The number of people forced into modern forms of slavery has risen by a fifth in recent years to around 50 million on any given day amid a surge in poverty and other crises, the U.N. International Labour Organization (ILO) said on Monday.

More than a half of those had been forced to work against their will and others forced into marriage, the ILO said.

Both came under its definition of modern slavery as they involved people who “cannot refuse or cannot leave because of threats, violence, deception, abuse of power or other forms of coercion,” it added.
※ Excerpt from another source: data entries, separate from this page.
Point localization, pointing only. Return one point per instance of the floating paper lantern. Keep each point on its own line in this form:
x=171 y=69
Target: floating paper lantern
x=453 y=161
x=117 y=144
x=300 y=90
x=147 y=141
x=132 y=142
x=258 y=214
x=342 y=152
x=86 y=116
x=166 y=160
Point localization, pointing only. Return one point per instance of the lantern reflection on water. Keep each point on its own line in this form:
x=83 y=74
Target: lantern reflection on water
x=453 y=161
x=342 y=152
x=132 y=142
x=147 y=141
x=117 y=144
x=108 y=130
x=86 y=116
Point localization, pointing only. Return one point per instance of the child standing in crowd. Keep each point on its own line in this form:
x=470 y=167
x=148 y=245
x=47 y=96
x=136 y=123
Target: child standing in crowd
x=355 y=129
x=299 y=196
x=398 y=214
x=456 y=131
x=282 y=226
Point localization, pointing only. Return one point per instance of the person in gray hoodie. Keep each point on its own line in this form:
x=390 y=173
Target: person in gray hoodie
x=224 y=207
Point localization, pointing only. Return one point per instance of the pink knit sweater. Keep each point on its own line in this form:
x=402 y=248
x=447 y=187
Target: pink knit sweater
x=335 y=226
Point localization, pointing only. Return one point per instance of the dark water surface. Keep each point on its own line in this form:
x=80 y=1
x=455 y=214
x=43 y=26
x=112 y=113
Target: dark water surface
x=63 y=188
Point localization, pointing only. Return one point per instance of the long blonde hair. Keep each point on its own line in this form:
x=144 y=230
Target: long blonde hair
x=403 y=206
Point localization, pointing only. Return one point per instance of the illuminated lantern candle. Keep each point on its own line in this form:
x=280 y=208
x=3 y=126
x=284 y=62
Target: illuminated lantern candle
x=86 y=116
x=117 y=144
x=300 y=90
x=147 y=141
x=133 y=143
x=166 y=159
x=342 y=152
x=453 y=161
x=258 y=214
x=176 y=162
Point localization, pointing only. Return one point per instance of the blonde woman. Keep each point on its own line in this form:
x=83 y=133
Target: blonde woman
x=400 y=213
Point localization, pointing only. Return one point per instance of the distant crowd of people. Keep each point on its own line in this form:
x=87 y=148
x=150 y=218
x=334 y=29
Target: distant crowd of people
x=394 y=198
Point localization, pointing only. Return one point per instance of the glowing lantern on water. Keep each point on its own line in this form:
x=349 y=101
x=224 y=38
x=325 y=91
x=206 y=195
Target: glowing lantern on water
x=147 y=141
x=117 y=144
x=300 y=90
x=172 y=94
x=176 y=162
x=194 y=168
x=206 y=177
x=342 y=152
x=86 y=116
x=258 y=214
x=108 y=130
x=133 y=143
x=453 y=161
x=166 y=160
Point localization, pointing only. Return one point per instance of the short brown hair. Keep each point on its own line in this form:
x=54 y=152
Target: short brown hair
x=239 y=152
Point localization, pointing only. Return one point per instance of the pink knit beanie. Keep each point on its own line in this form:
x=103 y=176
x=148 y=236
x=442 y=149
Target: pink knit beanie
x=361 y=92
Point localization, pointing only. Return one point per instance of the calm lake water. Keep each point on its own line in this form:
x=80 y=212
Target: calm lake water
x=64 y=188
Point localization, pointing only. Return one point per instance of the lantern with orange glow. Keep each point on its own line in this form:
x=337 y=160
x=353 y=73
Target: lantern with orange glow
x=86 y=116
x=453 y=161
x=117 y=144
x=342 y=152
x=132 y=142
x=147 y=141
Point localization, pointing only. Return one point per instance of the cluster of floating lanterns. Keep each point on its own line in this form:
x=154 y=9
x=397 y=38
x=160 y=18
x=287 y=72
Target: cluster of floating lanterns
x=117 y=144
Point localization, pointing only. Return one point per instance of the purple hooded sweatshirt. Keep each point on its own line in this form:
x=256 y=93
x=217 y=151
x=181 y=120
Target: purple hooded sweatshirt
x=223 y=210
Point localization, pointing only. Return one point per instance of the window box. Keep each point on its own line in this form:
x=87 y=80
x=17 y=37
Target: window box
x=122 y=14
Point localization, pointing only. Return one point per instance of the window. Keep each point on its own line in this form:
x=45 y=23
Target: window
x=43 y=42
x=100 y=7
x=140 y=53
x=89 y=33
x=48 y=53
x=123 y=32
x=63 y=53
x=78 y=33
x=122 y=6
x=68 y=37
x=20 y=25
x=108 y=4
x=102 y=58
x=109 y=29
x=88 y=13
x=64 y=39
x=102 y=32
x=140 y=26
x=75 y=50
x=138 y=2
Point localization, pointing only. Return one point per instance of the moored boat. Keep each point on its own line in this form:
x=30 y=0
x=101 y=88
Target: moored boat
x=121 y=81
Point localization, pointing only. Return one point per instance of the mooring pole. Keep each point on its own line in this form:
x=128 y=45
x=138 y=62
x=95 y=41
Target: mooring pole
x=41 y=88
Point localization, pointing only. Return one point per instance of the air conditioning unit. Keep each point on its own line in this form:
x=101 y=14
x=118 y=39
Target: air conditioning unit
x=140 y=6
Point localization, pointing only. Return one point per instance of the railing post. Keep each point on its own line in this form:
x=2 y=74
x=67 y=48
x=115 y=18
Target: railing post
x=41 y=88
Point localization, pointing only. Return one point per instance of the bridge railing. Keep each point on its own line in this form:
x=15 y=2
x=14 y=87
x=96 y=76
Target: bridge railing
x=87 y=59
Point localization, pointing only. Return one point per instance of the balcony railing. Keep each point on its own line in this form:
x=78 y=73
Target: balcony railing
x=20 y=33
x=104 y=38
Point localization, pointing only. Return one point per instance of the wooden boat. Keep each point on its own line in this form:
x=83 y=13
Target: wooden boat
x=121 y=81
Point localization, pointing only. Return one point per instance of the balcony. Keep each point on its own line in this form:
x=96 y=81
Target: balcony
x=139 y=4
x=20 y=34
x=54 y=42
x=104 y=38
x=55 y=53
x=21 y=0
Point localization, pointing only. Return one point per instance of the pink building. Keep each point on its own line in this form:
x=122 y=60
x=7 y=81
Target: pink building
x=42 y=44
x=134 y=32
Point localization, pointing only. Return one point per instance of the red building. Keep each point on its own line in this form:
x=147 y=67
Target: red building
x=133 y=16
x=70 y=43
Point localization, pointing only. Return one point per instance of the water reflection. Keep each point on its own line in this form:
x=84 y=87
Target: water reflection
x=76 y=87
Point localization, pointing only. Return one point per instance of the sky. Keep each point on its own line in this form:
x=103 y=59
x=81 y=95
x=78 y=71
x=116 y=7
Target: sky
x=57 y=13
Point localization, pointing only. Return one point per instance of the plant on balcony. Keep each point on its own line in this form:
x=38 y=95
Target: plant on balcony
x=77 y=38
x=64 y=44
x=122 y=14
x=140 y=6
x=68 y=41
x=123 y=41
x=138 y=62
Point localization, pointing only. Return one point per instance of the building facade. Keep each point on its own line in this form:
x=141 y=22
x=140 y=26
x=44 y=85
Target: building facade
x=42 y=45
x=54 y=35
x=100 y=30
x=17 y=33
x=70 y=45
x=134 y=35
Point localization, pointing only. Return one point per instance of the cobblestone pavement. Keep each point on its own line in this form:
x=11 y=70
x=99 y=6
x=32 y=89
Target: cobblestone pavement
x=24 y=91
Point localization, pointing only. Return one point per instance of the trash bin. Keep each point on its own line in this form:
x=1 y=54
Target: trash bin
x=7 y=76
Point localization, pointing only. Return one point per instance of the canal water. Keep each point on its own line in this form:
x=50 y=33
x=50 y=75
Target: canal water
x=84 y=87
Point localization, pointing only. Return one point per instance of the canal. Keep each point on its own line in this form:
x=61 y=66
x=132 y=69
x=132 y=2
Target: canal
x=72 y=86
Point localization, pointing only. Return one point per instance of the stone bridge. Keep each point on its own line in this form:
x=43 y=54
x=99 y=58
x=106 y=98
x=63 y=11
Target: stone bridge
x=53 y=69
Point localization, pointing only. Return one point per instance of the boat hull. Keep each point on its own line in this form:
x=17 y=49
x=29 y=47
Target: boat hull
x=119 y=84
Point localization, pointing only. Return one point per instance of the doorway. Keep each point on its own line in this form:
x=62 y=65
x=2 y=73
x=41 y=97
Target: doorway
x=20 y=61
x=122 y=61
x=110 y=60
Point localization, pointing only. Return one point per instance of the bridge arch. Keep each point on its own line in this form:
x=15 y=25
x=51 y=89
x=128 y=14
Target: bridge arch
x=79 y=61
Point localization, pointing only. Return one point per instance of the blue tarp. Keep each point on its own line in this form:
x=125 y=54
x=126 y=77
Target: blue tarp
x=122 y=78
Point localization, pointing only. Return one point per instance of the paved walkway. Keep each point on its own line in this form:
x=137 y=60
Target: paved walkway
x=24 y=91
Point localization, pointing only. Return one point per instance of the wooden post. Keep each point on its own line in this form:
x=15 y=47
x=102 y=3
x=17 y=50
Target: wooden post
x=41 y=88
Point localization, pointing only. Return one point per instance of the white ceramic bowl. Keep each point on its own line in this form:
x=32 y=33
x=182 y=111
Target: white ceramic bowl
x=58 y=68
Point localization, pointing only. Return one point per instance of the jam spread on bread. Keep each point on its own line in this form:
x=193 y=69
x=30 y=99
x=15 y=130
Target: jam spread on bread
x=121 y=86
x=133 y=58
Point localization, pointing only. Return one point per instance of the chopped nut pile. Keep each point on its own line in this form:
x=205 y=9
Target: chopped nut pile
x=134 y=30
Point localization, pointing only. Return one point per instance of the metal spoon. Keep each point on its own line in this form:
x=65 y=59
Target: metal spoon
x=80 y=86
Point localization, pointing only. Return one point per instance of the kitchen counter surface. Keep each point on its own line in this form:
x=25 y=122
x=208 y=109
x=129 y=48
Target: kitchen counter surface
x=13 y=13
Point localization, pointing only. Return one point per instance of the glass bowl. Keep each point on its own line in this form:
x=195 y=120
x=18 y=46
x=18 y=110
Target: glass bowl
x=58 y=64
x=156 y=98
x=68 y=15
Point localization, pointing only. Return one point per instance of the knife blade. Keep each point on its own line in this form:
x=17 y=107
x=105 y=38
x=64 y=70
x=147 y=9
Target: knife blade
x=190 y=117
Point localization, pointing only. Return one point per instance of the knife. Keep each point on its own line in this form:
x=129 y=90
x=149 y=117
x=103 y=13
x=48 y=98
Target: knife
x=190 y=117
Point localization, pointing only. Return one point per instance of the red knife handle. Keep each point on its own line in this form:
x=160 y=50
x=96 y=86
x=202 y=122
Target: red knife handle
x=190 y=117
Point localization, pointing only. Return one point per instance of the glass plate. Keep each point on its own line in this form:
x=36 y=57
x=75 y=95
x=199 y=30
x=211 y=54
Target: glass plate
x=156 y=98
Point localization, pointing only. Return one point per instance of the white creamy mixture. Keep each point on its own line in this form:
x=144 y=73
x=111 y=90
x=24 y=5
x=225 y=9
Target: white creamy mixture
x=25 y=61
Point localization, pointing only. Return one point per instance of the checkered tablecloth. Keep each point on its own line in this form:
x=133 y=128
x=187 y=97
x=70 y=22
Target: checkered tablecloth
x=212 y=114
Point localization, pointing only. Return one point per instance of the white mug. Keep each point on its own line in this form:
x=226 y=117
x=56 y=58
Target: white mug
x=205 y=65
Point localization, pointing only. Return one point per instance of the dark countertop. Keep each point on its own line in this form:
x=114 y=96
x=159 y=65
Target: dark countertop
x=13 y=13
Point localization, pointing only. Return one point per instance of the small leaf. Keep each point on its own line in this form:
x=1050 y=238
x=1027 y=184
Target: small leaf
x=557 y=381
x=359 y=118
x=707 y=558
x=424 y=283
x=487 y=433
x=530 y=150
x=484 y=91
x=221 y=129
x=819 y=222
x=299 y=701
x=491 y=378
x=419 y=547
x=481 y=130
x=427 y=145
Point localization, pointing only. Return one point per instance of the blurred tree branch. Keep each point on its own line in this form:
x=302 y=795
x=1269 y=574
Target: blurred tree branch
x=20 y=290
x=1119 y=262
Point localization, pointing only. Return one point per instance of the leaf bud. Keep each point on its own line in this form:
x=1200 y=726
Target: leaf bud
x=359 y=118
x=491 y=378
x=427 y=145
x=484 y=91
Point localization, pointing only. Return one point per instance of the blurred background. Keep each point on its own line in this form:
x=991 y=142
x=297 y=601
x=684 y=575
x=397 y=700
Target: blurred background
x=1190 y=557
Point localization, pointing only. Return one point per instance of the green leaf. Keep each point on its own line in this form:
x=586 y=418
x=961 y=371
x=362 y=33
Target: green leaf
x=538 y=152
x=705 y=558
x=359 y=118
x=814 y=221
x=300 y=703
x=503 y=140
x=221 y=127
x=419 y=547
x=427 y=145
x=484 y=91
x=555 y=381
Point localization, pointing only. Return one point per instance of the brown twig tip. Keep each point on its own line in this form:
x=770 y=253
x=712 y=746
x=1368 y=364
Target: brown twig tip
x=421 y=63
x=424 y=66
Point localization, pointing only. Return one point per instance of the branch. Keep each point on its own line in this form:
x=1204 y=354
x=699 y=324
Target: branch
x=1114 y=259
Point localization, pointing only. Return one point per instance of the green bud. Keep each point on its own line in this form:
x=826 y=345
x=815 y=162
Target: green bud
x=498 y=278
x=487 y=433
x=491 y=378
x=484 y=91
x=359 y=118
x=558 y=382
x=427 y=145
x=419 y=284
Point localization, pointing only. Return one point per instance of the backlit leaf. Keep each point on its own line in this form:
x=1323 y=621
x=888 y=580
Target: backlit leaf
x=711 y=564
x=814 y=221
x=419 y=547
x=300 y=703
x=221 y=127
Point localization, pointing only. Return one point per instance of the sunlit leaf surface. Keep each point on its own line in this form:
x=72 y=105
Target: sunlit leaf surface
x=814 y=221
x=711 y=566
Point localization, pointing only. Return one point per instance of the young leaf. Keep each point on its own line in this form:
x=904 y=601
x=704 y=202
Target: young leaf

The situation had been exacerbated by crises such as COVID-19, armed conflicts and climate change which had left more people in extreme poverty and more forced to migrate, the agency said.

“I think, by and large, that we simply relaxed our efforts. We’ve taken our eye off the ball when it comes to forced labour,” ILO Director-General Guy Ryder told Reuters, calling for improvements in recruitment practices and labour inspections.

He said trade measures, such as a ban on products and imports made with forced labour currently under review by the European Union, could also help.

Compared with the last count for the year 2016, the number of people in modern slavery has risen by around 9.3 million, the report said.

The ILO, which based its estimates partly on household surveys, found that more than half of all forced labour occurred in upper-middle income or high-income countries, with migrant workers more than three times as likely as locals to be affected.

In a separate part of the report, the ILO said that Qatar – which has faced allegations of labour rights violations relating to migrants working in the run up to the soccer World Cup in November – had made “significant progress” since the opening of an ILO office there in April 2018.

Qatar 2022 Chief Executive Nasser Al Khater Qatar said on Thursday the country had faced a lot of unfair criticism over its hosting of the World Cup that was not based on facts.

The ILO report also pointed to concern about accusations of forced labour in parts of China.

It referred to a report released by the U.N.’s rights office on Aug. 31 that said “serious human rights violations” had been committed in China and that the detention of Uyghurs and other Muslims in Xinjiang may constitute crimes against humanity.

China has vigorously denied the accusations and last month ratified two conventions against forced labour.